Ayodhya verdict quashes claim of ‘land as a legal entity’

Court says it will open flood gates for claims to land parcels

Updated - November 28, 2021 12:26 pm IST

Published - November 09, 2019 09:41 pm IST - NEW DELHI

NEW DELHI 09/11/2019 : :Rajeev Dhavan representing the Muslim parties in the Supreme Court in the Ram Janmabhoomi – Babri Masjid casex after the pronouncement of Ayodhya verdic, in New Delhi on Saturday. Photo Sandeep Saxena

NEW DELHI 09/11/2019 : :Rajeev Dhavan representing the Muslim parties in the Supreme Court in the Ram Janmabhoomi – Babri Masjid casex after the pronouncement of Ayodhya verdic, in New Delhi on Saturday. Photo Sandeep Saxena

The Supreme Court junked a demand by Hindu parties to legally recognise devotees’ belief that ‘Ramjanmabhumi’ is a distinct legal personality, saying this would open the flood gates for other religious sects to adopt the arguments to claim large swathes of land across the country. Legally recognising devotees’ faith that a piece of land is a deity, and thus, a juridical person with absolute title over property would be fraught with problems, the court said.

 

For one, the Constitution Bench reasoned that it would prompt sections of various religions to associate plots of land with myriad events in a deity’s human incarnation, like place of birth, wedding or where he departed for the heavenly abode, and claim that the property should be declared a legal personality.

The Bench then described the problems connected to recognising land as a legal personality. “The conferral of legal personality on corporeal property would immunise property not merely from competing title claims, but also render vast swathes of the law that are essential for courts to meaningfully adjudicate upon civil suits, such as limitation, ownership, possession and division, entirely otiose,” the court observed.

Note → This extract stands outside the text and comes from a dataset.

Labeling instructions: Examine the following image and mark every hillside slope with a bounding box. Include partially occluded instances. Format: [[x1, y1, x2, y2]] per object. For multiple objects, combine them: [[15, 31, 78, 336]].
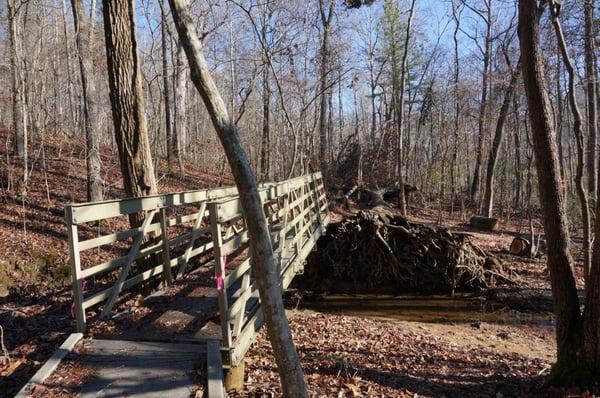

“Where does the court draw the line to assess the significance of the belief as the basis to confer juristic personality on property? In the absence of an objective criterion, the exercise will be fraught with subjectivity. Conferral of legal personality on all religious claims to land would be to the detriment of bona fide litigants outside the faith — who may not share the same beliefs and yet find their title extinguished,” it said.

 

Further, conferral of legal personality on immoveable property on the basis of faith and belief of the devotees would be fundamentally subjective and incapable of being questioned by courts. “The purpose for which juristic or legal personality is conferred cannot be evolved into a Trojan horse that permits, on the basis of religious faith and belief, the extinguishing of all competing proprietary claims over property as well stripping the property itself of the essential characteristic of immoveable property.”